Varieties of Disturbance is Lydia Davis's fourth collection of short stories. The book, published in 2007 by FSG, was a finalist for the National Book Awards for Fiction that year. The 57 short stories therein include ones published in a number of literary magazines, compilations, and pamphlets as well as new work, and range in length from several pages to couplet-length.

== Contents ==

- "A Man from Her Past", first published in Bomb
- "Dog and Me", first published in NOON
- "Enlightened", first published in Columbia
- "The Good Taste Contest", first published in NOON
- "Collaboration with Fly"
- "Kafka Cooks Dinner", first published in Fence, some of which's material was taken from Letters to Milena by Franz Kafka, tr. Philip Boehm (New York: Schocken Books, 1990)
- "Tropical Storm", first published in Tolling Elves
- "Good Times", first published in The Unmade Bed, (ed. Laura Chester; Boston: Faber & Faber, 1992)
- "Idea for a Short Documentary Film"
- "Forbidden Subjects", first published in Avec
- "Two Types", first published in 32 Poems
- "The Senses", first published in Gulf Coast
- "Grammar Questions", first appeared in 110 Stories (ed.
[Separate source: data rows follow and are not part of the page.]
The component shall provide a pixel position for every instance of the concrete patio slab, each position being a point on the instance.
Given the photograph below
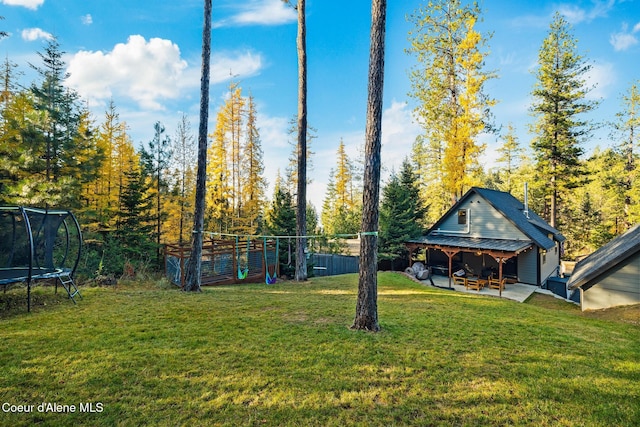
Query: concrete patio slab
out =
(516, 292)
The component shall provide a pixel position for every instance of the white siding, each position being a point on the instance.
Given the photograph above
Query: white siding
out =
(527, 267)
(549, 268)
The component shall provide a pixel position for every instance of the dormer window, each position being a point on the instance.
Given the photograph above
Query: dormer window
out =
(462, 216)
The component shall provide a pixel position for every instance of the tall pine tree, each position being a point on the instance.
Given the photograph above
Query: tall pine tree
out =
(559, 101)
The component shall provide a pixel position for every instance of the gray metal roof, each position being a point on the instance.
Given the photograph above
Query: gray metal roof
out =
(607, 257)
(475, 243)
(533, 226)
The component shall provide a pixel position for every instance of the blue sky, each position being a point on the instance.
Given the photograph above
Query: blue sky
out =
(145, 55)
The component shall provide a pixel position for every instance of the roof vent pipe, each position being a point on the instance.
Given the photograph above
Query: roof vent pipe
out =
(526, 200)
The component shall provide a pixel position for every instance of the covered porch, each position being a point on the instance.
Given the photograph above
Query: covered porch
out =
(485, 262)
(514, 291)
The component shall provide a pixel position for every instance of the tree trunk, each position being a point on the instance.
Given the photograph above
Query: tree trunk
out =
(367, 303)
(193, 279)
(301, 206)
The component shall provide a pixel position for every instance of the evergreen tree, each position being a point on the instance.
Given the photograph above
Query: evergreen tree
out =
(156, 161)
(135, 226)
(193, 280)
(366, 317)
(401, 214)
(627, 131)
(69, 157)
(559, 100)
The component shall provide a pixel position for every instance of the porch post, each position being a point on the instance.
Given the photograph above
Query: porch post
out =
(500, 261)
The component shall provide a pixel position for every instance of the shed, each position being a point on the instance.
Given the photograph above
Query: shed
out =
(610, 276)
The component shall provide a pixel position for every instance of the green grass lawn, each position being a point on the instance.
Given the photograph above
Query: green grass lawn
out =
(147, 354)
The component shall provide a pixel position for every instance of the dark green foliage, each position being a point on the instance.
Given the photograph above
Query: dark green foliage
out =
(281, 221)
(135, 225)
(559, 101)
(401, 214)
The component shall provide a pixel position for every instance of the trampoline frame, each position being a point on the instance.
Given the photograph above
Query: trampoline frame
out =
(33, 271)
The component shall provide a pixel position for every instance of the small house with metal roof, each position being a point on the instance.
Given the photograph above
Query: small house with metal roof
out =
(490, 232)
(610, 276)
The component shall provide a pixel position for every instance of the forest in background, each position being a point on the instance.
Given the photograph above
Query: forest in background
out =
(131, 198)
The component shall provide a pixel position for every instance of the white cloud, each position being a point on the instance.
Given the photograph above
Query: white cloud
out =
(624, 39)
(576, 14)
(29, 4)
(33, 34)
(261, 12)
(601, 77)
(145, 71)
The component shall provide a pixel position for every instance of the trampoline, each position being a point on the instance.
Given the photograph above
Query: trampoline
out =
(38, 244)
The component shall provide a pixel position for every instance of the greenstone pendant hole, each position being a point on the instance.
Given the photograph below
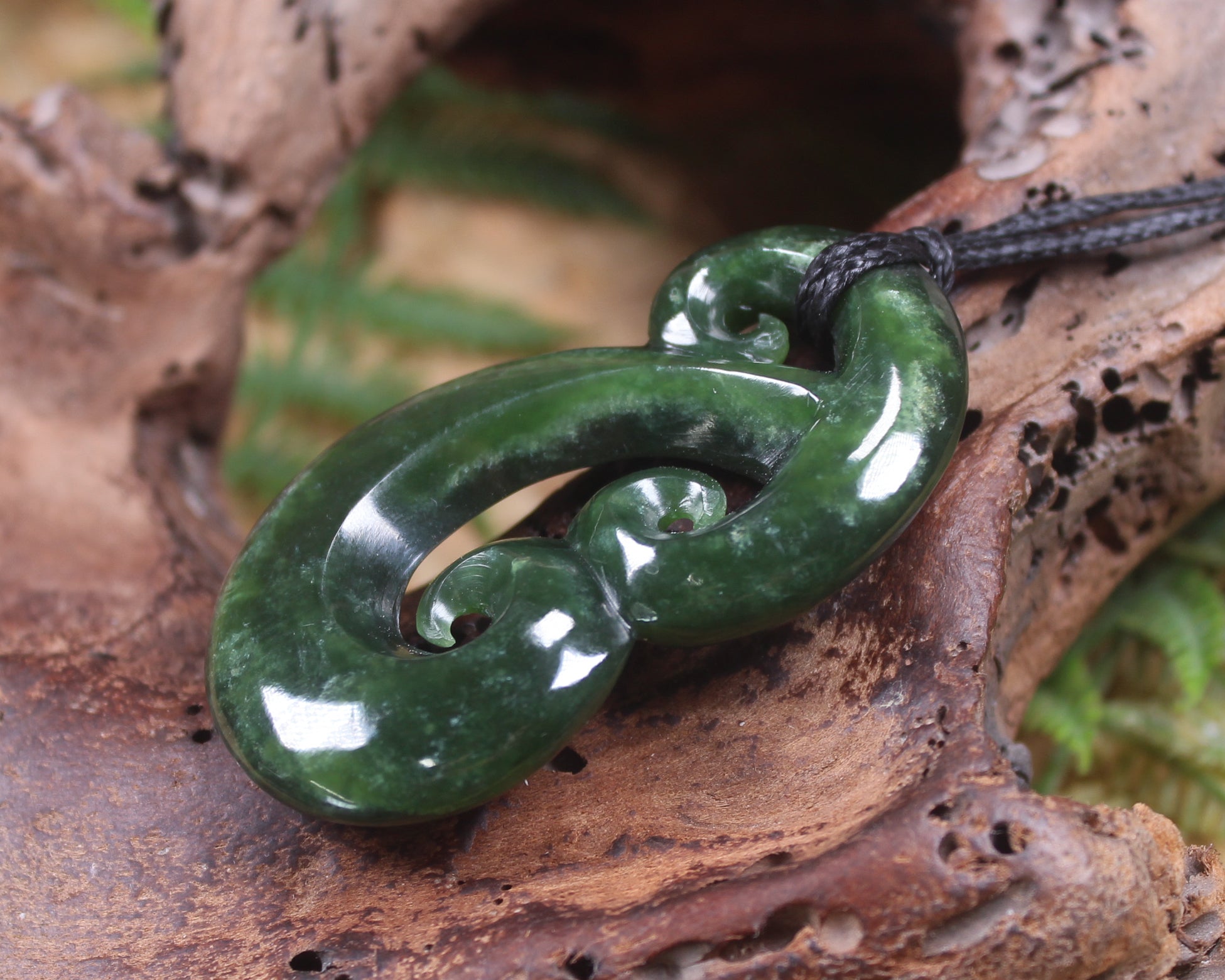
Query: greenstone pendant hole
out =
(327, 706)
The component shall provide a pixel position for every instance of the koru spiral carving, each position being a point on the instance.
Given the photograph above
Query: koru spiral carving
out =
(328, 707)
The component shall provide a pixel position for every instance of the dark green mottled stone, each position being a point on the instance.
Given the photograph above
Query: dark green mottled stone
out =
(328, 708)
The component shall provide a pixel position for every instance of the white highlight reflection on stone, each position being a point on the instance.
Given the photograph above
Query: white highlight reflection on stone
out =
(890, 416)
(575, 667)
(554, 627)
(636, 554)
(306, 726)
(891, 466)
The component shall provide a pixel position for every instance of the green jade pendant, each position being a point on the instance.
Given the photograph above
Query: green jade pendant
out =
(328, 708)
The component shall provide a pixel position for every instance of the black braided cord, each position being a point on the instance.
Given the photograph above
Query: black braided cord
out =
(1052, 232)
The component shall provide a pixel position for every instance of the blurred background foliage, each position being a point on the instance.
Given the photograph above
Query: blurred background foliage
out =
(482, 223)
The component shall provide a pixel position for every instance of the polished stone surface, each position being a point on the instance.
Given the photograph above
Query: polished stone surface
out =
(327, 707)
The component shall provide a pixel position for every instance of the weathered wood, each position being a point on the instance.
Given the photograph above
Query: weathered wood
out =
(838, 798)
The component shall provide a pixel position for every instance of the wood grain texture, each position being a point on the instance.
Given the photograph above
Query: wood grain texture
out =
(838, 798)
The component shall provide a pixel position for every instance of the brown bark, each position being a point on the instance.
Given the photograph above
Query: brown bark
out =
(837, 798)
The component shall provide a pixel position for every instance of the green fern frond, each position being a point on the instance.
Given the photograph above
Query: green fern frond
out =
(1180, 610)
(262, 467)
(325, 391)
(136, 14)
(1069, 708)
(308, 293)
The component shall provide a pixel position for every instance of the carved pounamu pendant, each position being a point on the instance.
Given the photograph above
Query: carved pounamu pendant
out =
(328, 708)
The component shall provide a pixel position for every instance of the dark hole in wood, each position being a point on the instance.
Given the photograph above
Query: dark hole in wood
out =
(1154, 412)
(775, 934)
(309, 961)
(1086, 423)
(1007, 839)
(581, 967)
(1119, 414)
(949, 843)
(1105, 529)
(569, 761)
(973, 421)
(1012, 53)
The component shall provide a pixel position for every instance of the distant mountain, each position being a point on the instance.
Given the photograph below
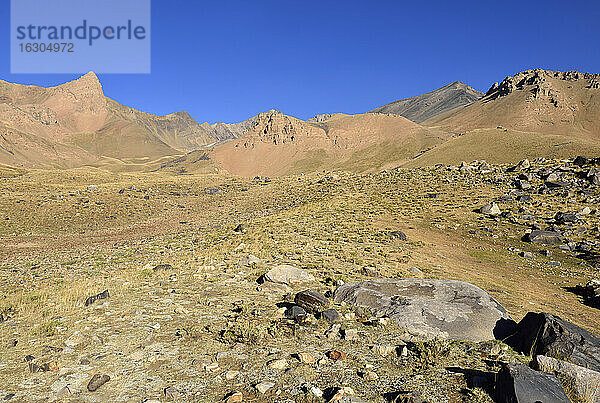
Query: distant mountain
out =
(277, 144)
(541, 101)
(75, 124)
(426, 106)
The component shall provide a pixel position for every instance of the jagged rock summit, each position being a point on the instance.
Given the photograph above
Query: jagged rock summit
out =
(540, 101)
(426, 106)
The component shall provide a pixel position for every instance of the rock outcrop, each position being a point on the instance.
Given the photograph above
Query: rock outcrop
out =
(427, 308)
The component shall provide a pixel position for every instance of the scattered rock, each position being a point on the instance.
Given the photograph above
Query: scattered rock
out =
(331, 315)
(97, 381)
(337, 355)
(279, 364)
(171, 393)
(584, 382)
(351, 334)
(431, 308)
(399, 235)
(545, 334)
(249, 260)
(306, 358)
(590, 292)
(296, 313)
(234, 397)
(163, 267)
(545, 237)
(490, 209)
(517, 383)
(90, 300)
(290, 275)
(527, 255)
(312, 301)
(240, 228)
(263, 387)
(212, 191)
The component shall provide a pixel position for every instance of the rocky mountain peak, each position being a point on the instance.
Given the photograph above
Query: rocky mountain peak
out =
(538, 82)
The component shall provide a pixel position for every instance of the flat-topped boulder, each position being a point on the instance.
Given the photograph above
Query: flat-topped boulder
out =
(428, 308)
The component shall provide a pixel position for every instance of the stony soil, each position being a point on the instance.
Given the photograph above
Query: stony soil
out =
(204, 327)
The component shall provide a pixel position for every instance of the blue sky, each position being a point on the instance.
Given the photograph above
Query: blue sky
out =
(229, 60)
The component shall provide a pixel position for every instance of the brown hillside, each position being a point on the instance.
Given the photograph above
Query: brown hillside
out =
(278, 144)
(551, 102)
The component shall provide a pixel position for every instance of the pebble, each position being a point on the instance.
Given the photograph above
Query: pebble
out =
(263, 387)
(370, 376)
(97, 381)
(280, 364)
(351, 334)
(337, 355)
(306, 358)
(231, 374)
(235, 396)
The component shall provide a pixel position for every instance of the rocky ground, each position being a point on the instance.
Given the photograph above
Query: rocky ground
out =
(191, 312)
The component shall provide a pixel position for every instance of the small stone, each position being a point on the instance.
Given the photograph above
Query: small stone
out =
(263, 387)
(331, 315)
(97, 381)
(286, 274)
(296, 313)
(63, 393)
(351, 334)
(103, 295)
(312, 301)
(280, 364)
(415, 270)
(163, 267)
(306, 358)
(383, 349)
(333, 332)
(402, 351)
(76, 340)
(171, 392)
(490, 209)
(316, 391)
(212, 367)
(231, 374)
(337, 355)
(370, 376)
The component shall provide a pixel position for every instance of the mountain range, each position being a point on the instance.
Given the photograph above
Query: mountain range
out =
(533, 113)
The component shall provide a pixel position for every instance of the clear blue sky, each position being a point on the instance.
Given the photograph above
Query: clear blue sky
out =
(228, 60)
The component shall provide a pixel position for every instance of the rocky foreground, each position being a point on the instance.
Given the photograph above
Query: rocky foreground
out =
(471, 283)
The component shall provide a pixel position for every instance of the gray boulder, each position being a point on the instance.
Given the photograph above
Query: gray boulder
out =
(290, 275)
(490, 209)
(583, 382)
(545, 237)
(429, 308)
(517, 383)
(545, 334)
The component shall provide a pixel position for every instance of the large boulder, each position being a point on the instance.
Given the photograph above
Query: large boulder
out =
(517, 383)
(545, 334)
(583, 383)
(545, 237)
(428, 308)
(289, 275)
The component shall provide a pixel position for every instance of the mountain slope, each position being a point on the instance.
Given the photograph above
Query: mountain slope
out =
(426, 106)
(552, 102)
(75, 124)
(277, 144)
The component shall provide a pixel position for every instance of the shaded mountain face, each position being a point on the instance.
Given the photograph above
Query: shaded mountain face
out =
(550, 102)
(75, 124)
(426, 106)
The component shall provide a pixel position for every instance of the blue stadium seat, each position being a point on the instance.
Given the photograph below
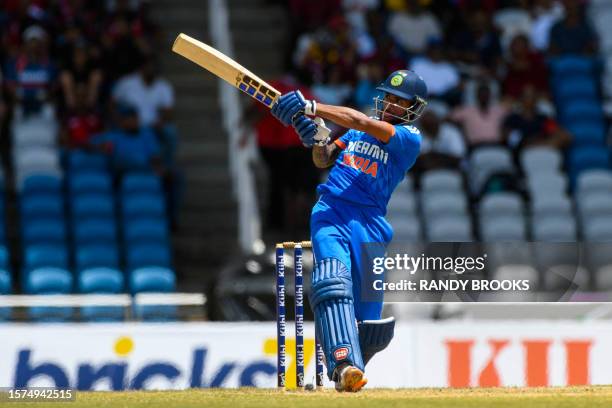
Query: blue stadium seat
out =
(48, 230)
(98, 269)
(42, 205)
(42, 184)
(45, 270)
(41, 255)
(92, 206)
(571, 65)
(90, 182)
(582, 110)
(587, 132)
(88, 256)
(143, 205)
(80, 160)
(143, 255)
(587, 157)
(92, 231)
(152, 279)
(575, 88)
(144, 230)
(133, 183)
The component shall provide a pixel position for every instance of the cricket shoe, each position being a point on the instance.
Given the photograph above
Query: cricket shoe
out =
(350, 379)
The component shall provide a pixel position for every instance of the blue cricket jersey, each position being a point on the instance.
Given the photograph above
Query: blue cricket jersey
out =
(368, 170)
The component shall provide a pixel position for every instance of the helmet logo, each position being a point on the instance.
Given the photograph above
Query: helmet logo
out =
(397, 80)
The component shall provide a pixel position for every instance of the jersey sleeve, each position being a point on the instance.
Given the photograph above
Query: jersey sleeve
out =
(405, 144)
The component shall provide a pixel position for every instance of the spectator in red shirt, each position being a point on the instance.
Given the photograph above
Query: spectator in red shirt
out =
(82, 121)
(525, 69)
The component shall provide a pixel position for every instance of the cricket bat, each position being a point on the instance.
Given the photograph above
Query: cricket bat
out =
(231, 72)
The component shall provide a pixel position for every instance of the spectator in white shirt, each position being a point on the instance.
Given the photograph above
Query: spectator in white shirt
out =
(414, 27)
(441, 76)
(153, 98)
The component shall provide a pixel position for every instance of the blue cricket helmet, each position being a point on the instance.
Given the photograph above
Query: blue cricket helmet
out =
(407, 85)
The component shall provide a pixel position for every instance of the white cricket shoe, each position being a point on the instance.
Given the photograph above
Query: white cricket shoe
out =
(351, 379)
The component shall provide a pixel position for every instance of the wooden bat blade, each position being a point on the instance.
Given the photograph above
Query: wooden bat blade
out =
(225, 68)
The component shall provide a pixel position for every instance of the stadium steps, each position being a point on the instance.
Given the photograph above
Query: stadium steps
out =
(206, 234)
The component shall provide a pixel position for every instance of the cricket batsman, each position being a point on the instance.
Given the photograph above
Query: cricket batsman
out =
(370, 160)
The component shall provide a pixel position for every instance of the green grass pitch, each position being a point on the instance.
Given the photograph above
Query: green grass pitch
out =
(561, 397)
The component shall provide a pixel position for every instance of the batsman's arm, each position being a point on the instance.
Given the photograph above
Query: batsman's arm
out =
(325, 156)
(353, 119)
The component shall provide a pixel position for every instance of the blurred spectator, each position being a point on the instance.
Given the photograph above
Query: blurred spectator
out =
(528, 127)
(122, 51)
(370, 74)
(82, 121)
(31, 78)
(525, 69)
(481, 123)
(131, 146)
(441, 76)
(573, 34)
(335, 91)
(442, 145)
(545, 14)
(153, 97)
(413, 27)
(477, 42)
(81, 70)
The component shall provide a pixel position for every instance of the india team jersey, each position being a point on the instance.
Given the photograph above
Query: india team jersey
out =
(368, 170)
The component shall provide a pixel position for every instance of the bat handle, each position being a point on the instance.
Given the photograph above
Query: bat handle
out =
(322, 136)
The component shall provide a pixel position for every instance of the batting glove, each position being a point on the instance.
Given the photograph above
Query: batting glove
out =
(292, 104)
(311, 132)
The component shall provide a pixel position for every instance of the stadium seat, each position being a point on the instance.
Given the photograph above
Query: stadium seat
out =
(441, 180)
(406, 229)
(593, 181)
(145, 230)
(495, 204)
(90, 182)
(587, 157)
(138, 183)
(92, 206)
(582, 110)
(443, 203)
(554, 229)
(595, 205)
(587, 132)
(575, 87)
(143, 255)
(42, 184)
(43, 231)
(550, 205)
(143, 205)
(401, 204)
(98, 269)
(540, 159)
(35, 206)
(92, 231)
(42, 255)
(545, 184)
(80, 160)
(503, 228)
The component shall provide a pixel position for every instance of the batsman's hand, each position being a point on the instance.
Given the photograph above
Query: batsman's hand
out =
(290, 105)
(311, 132)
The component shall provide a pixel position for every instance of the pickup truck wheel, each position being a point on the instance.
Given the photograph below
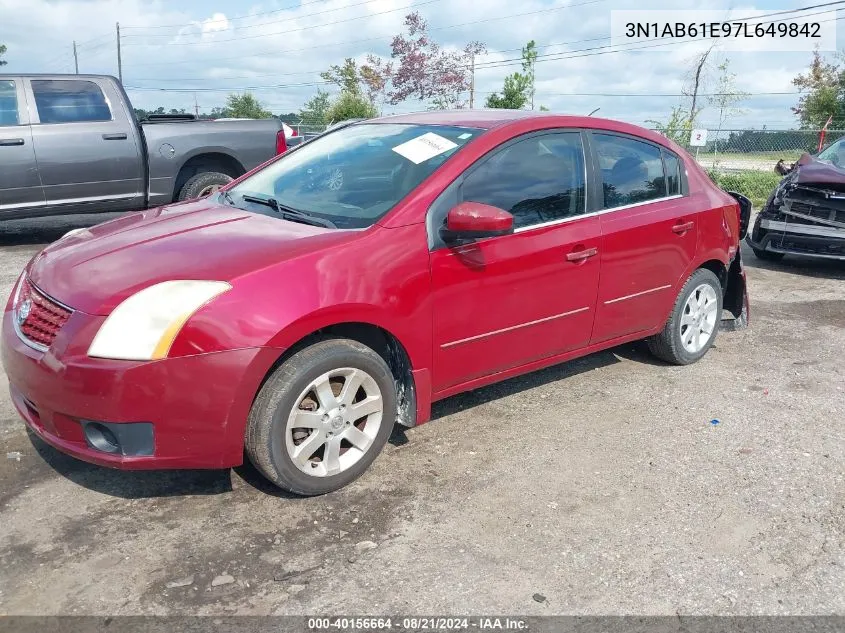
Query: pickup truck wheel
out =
(322, 417)
(767, 256)
(694, 322)
(203, 184)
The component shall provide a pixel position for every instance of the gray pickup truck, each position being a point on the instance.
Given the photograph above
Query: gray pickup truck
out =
(72, 144)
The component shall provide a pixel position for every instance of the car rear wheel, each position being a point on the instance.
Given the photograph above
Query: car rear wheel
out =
(694, 322)
(203, 184)
(322, 417)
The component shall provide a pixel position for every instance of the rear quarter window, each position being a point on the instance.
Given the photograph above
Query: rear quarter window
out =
(8, 103)
(69, 101)
(631, 170)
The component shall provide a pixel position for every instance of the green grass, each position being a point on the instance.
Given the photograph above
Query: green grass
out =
(755, 185)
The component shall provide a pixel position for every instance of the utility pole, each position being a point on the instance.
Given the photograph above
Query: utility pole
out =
(119, 63)
(472, 82)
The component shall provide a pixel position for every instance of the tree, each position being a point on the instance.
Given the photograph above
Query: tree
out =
(315, 110)
(346, 77)
(726, 99)
(514, 94)
(677, 128)
(426, 72)
(245, 106)
(350, 106)
(696, 82)
(519, 87)
(822, 93)
(529, 60)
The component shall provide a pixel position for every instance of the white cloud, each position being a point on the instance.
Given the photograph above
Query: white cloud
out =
(223, 45)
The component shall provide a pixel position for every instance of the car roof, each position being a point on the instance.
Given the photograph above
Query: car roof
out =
(491, 118)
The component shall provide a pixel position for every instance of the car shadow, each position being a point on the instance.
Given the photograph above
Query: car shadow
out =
(635, 352)
(45, 230)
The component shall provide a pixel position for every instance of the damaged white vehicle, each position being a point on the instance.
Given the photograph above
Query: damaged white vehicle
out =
(805, 215)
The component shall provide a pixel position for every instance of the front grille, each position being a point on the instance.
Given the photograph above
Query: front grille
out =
(823, 213)
(38, 317)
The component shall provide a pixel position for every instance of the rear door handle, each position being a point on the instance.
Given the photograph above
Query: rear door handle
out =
(578, 256)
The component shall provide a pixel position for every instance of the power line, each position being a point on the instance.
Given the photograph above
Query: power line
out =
(452, 26)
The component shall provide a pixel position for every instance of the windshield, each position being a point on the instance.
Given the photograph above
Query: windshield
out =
(354, 175)
(834, 154)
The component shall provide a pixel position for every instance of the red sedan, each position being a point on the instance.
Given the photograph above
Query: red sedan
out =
(346, 285)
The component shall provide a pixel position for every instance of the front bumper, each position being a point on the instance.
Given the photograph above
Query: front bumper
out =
(197, 405)
(788, 238)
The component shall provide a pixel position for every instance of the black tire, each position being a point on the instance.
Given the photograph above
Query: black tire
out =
(667, 345)
(196, 184)
(767, 256)
(266, 428)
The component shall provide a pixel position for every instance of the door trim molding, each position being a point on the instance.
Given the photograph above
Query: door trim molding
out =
(637, 294)
(513, 327)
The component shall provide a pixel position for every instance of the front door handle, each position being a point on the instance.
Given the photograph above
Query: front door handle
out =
(579, 256)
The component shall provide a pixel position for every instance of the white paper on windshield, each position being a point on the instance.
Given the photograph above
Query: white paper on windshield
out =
(420, 149)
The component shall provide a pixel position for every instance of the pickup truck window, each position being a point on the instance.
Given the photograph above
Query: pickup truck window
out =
(354, 175)
(8, 103)
(69, 101)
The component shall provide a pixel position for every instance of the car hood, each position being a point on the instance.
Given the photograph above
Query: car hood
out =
(811, 171)
(94, 269)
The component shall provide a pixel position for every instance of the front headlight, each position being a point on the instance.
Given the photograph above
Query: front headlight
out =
(144, 326)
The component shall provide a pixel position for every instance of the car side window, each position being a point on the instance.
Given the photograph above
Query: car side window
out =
(69, 101)
(672, 165)
(631, 170)
(537, 179)
(8, 103)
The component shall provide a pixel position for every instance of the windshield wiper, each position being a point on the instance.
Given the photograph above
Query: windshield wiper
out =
(227, 198)
(289, 213)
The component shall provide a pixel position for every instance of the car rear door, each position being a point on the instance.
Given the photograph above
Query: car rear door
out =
(506, 301)
(20, 188)
(86, 145)
(649, 233)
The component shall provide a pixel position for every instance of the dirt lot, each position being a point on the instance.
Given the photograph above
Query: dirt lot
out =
(600, 485)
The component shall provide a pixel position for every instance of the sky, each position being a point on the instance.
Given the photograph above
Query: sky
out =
(182, 53)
Ulrich Baer; New York: New York University Press, 2002), reprinted in Harper's August 2002
- "Hand"
- "The Caterpillar", first published in NOON
- "Childcare", first published in Shiny
- "We Miss You: A Study of Get-Well Letters from a Class of Fourth-Graders"
- "Passing Wind", first published in Shiny
- "Television", first published in Conjunctions and John Cheney's Literary Magazine (sections 1 and 2), appeared in The Pushcart Prize, 1989-1990 (ed. Bill Henderson, New York, Pushcart, 1989)
- "Jane and the Cane", first published in NOON
- "Getting to Know Your Body", first published in NOON
- "Absentminded", first published in NOON
- "Southward Bound, Reads Worstward Ho", first published in The World (footnotes only, under the title "Going South While Reading Worstward Ho"), also appeared under the title "Going South, Reads Worstward Ho" in New and Used by Marc Joseph (London: Steidl Publishing, 2006)
- "The Walk"
- "Varieties of Disturbance", first published in A Little Magazine, reprinted in Harper's April 1993
- "Lonely", first published in Tolling Elves
- "Mrs. D and Her Maids"
- "20 Sculptures in One Hour", first published in Hambone
- "Nietszche"
- "What You Learn About the Baby", excerpts first published in Tolling Elves, excerpts also appeared in Cradle and All (ed. Laura Chester; Boston: Faber & Faber, 1989)
- "Her Mother's Mother", first published in American Letters & Commentary as "Her Mother's Mother: 1" and "Her Mother's Mother: 2"
- "How It Is Done", first published in Hambone, also appeared in New York Sex (ed. Jane DeLynn, New York: Painted Leaf Press, 1998)
- "Insomnia", first published in NOON
- "Burning Family Members", first published in Conjunctions
- "The Way to Perfection", first published in Insurance
- "The Fellowship", first published in Tolling Elves as "The Fellowship: 1" and "The Fellowship: 2"
- "Helen and Vi: A Study in Health and Vitality"
- "Reducing Expenses", first published in Conjunctions
- "Mother's Reaction to My Travel Plans"
- "For Sixty Cents", first published in Northern Lit Quarterly
- "How Shall I Mourn Them?", first published in Shiny
- "A Strange Impulse"
- "How She Could Not Drive", first published in Notus as "Clouds in the Sky"
- "Suddenly Afraid", first published in Bomb
- "Getting Better", first published in 32 Poems
- "Head, Heart"
- "The Strangers"
- "The Busy Road", first published in Tolling Elves
- "Order"
- "The Fly", first published in Tolling Elves
- "Traveling With Mother"
- "Index Entry"
- "My Son", first published in The World
- "Example of the Continuing Past Tense in a Hotel Room"
- "Cape Cod Diary", first published as a pamphlet by Belladonna Books (Brooklyn, 2003)
- "Almost Over: What's the Word?", first published in Bomb
- "A Different Man", first published in Quick Fiction

== Critical reception ==
Siddhartha Deb, writing for The New York Times, called the book "Haunting, dreamlike and yet indisputably real" and praised her exacting use of language in the style of European postmodernism. Michael Miller also praised the collection for The Believer, admiring Davis' humor and precise writing style. Asali Solomon, with Paste, called the collection's short stories "addictively powerful, rapid encounters with tragedy, humor and existential confusion in the span of a page or a line."